Life under lockdown is different for all of us who care. Walking through Chichester’s pretty streets, people flit past us in masks and gloves. Simon doesn’t like masks. He needs to see faces in order to properly understand conversations. He asks repeatedly when we can see “people smile again”. But the world has changed and we need masks for a long-delayed hospital appointment. Masks seem a small price to pay for the reopening of the NHS for families living with long-term conditions and disabilities that need regular monitoring and treatment. I tell myself that we have survived two other epidemics in countries with no infrastructure of public health and where survival was your own common sense, personal and community responsibility. It encourages me in thinking that together we can somehow survive this season of the plague.
We hope that we are winning the war against Covid-19, but the aftermath will challenge us all. We have learnt some good things about human kindness and support from our local communities. But many of us feel also feel that we have experienced ‘house arrest’, we have so missed family and friends and it’s been hard. And of course, we have seen some terrible challenges in our care homes. My husband died in a wonderful care home, just before Covid-19 hit us so hard, and I feel passionately that we have to recognise, support and celebrate the many care workers who actually became part of our own extended families. Carers – in families and in the care workforce – must now work together to persuade government and others to finally rethink what we mean by 21st century social care!
Covid-19 has brought major financial, personal and practical challenges to carers. Now, we must be part of the ‘recovery’ process as (hopefully) services and support reopen. Carers UK’s report, Caring behind Closed Doors, clearly sets out the challenges faced by carers living with covid-19. Living well in lockdown has been hard. But Carers UK reminds us of the importance of solidarity, the value of carer networks and peer support and the importance of carers at the heart of any Covid-19 developments.
The Secretary of State has now established a Social Care Covid-19 Task Force, primarily to tackle the care home issues. But I hope it will look much wider at what we mean by health and social care, and how hard-pressed local authorities in particular can reset, restore and recover the investment in care and support which has been lost in the epidemic.
The crisis is not over. We must be part of the big debate about how we survive in a world where Covid-19 remains a long-term threat. My final thought is are that if we clap again on Thursday evenings, we must clap for all our carers – why not ‘key worker’ status for family carers, with an identity card to celebrate our role and to wave to prove ‘we are worth it’?
Dame Philippa Russell is Vice President of Carer’s UK
2 thoughts on “Life in a pandemic – a carer’s perspective”

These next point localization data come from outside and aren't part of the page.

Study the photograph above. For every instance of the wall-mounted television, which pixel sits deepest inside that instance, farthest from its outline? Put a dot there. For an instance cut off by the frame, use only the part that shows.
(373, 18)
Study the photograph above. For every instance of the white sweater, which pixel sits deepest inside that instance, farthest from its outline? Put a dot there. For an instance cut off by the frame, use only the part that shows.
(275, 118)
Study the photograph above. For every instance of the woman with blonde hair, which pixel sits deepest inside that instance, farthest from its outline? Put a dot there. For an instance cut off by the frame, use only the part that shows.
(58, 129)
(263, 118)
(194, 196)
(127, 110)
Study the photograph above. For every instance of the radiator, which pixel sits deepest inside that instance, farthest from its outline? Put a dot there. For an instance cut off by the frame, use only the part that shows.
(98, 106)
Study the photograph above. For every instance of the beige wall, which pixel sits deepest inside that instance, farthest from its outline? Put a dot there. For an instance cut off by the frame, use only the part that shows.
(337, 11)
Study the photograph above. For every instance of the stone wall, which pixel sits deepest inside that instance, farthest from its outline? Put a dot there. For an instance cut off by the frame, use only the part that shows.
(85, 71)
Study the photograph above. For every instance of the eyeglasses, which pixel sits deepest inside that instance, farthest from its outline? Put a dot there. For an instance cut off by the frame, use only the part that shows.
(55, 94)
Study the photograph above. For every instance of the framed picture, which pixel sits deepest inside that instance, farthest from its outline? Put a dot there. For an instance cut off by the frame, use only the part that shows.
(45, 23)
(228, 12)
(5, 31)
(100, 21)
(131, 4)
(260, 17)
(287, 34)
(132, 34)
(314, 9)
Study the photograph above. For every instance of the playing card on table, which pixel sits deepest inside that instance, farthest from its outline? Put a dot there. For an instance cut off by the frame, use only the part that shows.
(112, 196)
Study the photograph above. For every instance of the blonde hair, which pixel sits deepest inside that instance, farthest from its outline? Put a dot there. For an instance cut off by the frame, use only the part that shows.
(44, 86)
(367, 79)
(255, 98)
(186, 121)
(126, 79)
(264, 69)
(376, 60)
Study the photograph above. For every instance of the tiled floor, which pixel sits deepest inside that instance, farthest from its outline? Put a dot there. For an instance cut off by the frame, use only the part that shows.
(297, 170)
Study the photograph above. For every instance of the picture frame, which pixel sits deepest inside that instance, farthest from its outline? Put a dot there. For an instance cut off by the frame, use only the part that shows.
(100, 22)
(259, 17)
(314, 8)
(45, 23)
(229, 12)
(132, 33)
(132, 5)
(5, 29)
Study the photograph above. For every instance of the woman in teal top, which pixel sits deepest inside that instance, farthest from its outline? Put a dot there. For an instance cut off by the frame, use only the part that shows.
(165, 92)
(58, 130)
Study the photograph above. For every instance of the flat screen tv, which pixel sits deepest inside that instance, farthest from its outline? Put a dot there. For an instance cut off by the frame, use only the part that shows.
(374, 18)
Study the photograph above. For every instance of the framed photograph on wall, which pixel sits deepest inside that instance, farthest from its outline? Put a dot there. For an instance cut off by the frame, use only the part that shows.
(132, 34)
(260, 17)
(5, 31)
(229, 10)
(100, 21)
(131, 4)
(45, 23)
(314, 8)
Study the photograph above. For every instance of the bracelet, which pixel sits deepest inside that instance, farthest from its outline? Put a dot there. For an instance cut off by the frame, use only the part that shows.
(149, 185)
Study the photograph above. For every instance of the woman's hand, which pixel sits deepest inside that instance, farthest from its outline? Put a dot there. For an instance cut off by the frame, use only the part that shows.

Thank you for a wonderfully clear comment on your real world experience of the impact of the pandemic. The ramifications and huge demands on you as carer feel overwhelming. It shows such a fine-tuned juggling act of carefully constructed manoeuvres to ‘hold’ both emotionally and physically someone who is so vulnerable, whilst having none of the ‘fall-back-ability’ on resources and community support. Heartrending and important for the leaders, politicians and financiers to take heed and do something to assist, rather than assemble sound-bites which offer pseudo-comfort.
Thank you for this response. I’ll send it to Philippa who wrote this guest blog for us. I fully agree with what you say.